Besides Dora, Miriam’s two other children have also come for Christmas. Dora’s sister Diana brings her colorless husband; the couple may need the money from their share of the estate. Not that they wish Miriam dead. Or do they? Miriam’s son Richard is the thrice-divorced family antagonist who gets drunker and meaner as the holiday wears on, and who holds a strange grudge against his mother. “He was good at knowing just what to say so that you felt like you wanted to cry but knew you had to laugh,” writes Rosenfield.
Also mysteriously joining the festivities is bitter Jack Dyer, the son of the family’s former housekeeper Shelly, who was let go long ago under mysterious circumstances and now resides in the same nursing home as Miriam.
Just as the family has seemingly reached a Christmas truce, Miriam sneaks out of the estate on Christmas Eve night and perishes. Was it an accident, or was she lured out onto thin ice?
Although the tale has more than a touch of the macabre, Mimi’s age, memory loss, and romantic desires are not portrayed as part of the horror. Rosenfield’s previous thriller for adults, “No One Will Miss Her,” written in a more terse style, also had its share of ghastly moments (readers will nose of what I speak).

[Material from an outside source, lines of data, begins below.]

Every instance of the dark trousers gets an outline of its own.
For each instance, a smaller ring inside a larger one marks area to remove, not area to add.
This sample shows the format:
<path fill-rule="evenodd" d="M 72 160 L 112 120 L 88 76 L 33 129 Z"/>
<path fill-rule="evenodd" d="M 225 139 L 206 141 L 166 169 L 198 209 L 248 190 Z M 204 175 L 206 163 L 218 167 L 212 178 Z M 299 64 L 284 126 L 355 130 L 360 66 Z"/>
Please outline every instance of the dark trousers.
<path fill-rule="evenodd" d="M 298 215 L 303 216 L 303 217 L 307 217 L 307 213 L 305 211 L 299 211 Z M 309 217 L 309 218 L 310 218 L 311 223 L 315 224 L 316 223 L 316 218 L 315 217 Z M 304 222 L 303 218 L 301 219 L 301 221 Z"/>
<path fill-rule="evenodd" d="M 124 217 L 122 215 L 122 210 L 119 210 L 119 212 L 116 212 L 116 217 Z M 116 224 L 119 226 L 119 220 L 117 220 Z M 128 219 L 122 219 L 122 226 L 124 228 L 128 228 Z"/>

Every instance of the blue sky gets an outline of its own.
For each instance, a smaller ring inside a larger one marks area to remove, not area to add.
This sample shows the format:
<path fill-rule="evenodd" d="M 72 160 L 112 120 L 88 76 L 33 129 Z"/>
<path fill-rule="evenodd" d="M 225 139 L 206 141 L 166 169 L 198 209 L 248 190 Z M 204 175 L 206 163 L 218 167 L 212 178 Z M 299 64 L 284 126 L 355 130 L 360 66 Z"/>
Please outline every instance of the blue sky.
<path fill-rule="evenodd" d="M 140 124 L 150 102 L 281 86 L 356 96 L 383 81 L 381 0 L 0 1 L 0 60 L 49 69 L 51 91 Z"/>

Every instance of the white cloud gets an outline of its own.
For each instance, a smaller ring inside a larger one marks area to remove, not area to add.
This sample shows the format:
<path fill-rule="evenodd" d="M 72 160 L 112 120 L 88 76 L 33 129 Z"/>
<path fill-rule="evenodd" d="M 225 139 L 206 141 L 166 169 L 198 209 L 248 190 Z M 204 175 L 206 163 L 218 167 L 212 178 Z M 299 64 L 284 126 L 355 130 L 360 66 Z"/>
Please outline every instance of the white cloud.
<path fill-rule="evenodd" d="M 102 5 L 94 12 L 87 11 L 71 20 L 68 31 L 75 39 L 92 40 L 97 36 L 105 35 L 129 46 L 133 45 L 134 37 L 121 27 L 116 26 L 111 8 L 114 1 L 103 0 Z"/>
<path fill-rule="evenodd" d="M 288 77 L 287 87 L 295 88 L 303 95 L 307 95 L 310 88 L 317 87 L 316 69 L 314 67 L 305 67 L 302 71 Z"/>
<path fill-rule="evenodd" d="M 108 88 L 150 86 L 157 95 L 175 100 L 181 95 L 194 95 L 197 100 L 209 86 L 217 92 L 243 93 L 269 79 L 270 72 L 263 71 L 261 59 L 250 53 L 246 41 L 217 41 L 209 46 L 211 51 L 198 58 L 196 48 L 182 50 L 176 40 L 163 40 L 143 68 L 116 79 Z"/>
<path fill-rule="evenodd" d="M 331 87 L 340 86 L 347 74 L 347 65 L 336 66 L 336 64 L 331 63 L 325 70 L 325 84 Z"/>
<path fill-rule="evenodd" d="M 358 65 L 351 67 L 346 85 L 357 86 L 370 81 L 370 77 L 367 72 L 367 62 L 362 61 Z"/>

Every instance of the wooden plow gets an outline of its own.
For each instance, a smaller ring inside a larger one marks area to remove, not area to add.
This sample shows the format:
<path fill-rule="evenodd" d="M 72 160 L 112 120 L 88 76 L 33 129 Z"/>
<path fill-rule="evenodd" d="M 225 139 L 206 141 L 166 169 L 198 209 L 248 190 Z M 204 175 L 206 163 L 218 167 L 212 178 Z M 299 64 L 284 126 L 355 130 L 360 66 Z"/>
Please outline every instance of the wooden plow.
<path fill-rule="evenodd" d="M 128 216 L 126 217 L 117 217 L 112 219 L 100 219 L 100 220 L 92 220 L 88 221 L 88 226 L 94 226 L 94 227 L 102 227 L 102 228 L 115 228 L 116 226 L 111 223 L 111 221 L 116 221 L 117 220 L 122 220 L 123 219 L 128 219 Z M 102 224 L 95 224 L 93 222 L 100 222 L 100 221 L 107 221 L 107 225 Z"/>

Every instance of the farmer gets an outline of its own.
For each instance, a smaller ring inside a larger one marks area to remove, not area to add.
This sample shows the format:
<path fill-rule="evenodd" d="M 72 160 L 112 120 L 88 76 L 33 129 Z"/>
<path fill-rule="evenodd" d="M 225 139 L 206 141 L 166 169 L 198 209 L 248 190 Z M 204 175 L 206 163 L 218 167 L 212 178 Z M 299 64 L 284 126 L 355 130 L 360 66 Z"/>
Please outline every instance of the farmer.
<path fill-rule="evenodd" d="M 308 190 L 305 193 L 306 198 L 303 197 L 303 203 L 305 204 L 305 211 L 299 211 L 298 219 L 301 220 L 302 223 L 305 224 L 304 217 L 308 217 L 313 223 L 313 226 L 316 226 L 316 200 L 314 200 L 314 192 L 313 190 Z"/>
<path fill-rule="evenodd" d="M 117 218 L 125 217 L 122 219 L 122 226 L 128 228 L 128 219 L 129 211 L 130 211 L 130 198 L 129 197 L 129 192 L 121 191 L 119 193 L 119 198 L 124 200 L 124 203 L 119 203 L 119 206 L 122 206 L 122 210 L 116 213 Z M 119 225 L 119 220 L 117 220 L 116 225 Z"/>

There is lots of ice and plenty of shadows, and a few too many “winks,” but also welcome doses of modern-day wackiness courtesy of Del, which prevent the mood from going full Gothic: “I didn’t tell him that I got fired from my job, because I’d left work early to run home and sleep with Colin on the one day that my boss had some sort of flavored water marketing emergency and didn’t believe me when I said I’d gone home sick.”
Rosenfield, who also writes iconoclastic literary and cultural essays, is adroit at sneaking in clues, and while the range of suspects in “You Must Remember This” might be too narrow, the specifics of the solution are shocking and unpredictable.
It’s not a secret passageway but a more modern piece of technology that holds the novel’s final secret, leading to a confrontation that doesn’t involve lazy gunplay. Take at least some of what Miriam says seriously, and you might be ahead of the game. Verdict: “You Must Remember This” is memorable indeed.